No, porque en La Pampa íbamos de una oficina a otra. Un anciano podía haber vivido más de una aventura en cada oficina, o las historias se repetían. Por ejemplo, lo que pasó con los mineros. Cuando tenían un dolor de amor ataban un cartucho de dinamita a su guata y le prendían fuego. Se tragaron el dolor con tripas y todo. Eso pasó en muchas oficinas.
Metiéndose en los nudos mismos de su escritura, esa que relata el gran norte, Hernán Rivera Letelier toma aire y, como Longino después de haberse detenido en una estación pampeana, continúa: “Yo lo que hago es contar historias que viví. no como son, sino como me hubiera gustado que fueran. Una historia real debe convertirse en una novela. Un anciano sentado en una piedra en el desierto mirando un lagarto es un hecho corriente, pero si usas el lenguaje adecuado, lo conviertes en una imagen mágica”.
¿Cómo ha estado tu salud después de los infartos de 2019 y el Parkinson?
Al menos lo soy. Cuando me preguntan, siempre digo eso. Ambos infartos fueron muy complicados. Lo que más me mima es el Parkinson, me afecta el sueño y me dificulta hablar. Siempre he dicho que el escritor ideal debe ser mudo y voy camino de la perfección.
¿Tienes miedo a la muerte?
Estaba enojado con él, porque había muchos proyectos que aún tenía que hacer. Pero después de sus infartos creo que me reconcilié con ella, ahora la espero con calma.

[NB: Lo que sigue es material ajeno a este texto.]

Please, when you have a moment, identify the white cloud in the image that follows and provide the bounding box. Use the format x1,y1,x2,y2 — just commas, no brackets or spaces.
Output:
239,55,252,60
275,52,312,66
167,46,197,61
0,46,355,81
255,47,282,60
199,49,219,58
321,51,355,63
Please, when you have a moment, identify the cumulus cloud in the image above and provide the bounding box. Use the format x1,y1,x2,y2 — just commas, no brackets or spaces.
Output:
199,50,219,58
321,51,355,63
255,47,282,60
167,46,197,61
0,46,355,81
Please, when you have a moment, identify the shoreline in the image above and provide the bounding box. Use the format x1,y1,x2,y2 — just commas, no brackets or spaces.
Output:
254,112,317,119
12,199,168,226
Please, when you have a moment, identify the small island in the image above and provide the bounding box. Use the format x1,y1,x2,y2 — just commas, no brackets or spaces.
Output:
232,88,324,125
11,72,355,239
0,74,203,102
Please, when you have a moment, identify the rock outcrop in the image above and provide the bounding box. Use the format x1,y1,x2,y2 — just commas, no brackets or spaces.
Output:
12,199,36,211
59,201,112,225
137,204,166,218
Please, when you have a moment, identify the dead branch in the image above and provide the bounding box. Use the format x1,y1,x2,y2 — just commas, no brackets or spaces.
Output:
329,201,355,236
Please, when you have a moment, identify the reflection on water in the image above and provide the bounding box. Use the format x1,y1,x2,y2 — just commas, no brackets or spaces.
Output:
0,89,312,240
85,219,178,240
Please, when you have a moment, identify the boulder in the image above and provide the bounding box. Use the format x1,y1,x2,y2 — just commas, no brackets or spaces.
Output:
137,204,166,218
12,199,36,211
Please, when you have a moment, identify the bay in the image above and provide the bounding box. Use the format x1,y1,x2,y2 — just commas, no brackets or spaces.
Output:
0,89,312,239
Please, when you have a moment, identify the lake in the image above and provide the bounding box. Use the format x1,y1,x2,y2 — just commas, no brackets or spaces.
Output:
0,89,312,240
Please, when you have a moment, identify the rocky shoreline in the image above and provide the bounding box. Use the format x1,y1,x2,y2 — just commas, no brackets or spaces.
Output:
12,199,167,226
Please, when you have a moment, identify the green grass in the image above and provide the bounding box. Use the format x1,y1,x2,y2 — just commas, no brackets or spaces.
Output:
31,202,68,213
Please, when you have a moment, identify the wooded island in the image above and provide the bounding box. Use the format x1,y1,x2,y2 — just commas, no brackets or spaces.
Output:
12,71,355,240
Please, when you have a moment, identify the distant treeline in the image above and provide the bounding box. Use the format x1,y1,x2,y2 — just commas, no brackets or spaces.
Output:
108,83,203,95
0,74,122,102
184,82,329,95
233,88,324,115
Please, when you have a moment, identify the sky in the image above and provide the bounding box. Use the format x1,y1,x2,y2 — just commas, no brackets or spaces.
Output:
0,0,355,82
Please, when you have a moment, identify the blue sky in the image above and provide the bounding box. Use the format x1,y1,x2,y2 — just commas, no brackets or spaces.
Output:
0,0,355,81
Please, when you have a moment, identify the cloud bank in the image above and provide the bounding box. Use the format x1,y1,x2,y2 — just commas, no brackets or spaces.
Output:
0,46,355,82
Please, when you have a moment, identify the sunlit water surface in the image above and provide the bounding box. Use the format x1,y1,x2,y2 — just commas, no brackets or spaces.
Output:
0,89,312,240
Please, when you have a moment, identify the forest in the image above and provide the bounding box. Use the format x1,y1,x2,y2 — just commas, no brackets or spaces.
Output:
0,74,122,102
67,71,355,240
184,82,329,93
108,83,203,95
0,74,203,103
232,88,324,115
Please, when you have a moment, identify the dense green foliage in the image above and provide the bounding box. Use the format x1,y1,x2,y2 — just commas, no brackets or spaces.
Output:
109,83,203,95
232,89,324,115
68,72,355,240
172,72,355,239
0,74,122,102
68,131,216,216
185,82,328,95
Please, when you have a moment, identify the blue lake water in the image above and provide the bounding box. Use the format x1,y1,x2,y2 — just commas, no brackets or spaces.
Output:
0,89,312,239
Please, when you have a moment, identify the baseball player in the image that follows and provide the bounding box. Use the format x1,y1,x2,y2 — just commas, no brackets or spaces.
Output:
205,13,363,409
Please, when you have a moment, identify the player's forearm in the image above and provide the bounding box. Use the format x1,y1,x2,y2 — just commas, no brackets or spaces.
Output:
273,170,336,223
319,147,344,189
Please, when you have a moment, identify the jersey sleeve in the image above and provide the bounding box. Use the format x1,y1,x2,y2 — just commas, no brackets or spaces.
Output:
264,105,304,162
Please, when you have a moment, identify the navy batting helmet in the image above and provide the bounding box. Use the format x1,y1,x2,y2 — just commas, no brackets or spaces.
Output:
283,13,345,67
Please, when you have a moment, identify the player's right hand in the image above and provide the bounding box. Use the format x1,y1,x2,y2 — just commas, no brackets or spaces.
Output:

Junto a nombres como Antonio Gil, Ramón Díaz Eterovic y Armando Cartes, Rivera Letelier es uno de los candidatos al Premio Nacional de Literatura 2022. Al mencionárselo tiene expectativas cautelosas, pues ya conoce el amargo sentimiento de derrota en ese sentido. “Esta es la quinta vez que me nominan, es como buscarle la quinta pata al gato”, espeta como dicho popular.
¿Cree que le deben el Premio Nacional de Literatura?
Siempre digo que tal vez no lo merezco porque no tengo estudios, no tengo una carrera, no hice una maestría. Pero creo que mi trabajo sí lo merece, he llevado las historias del salitre, del desierto y de la pampa a casi todo el mundo.
Cuando termina, se levanta lentamente y sale del hotel donde posará para algunas fotos. Al pasar por nuestro lado, con la convicción de quien ha mirado la muerte y se ha escapado, dice: “Voy a escribir hasta que no pueda más. Tengo bosquejos para dos libros más. Es que el narrador de La Pampa está lejos de tirar la toalla.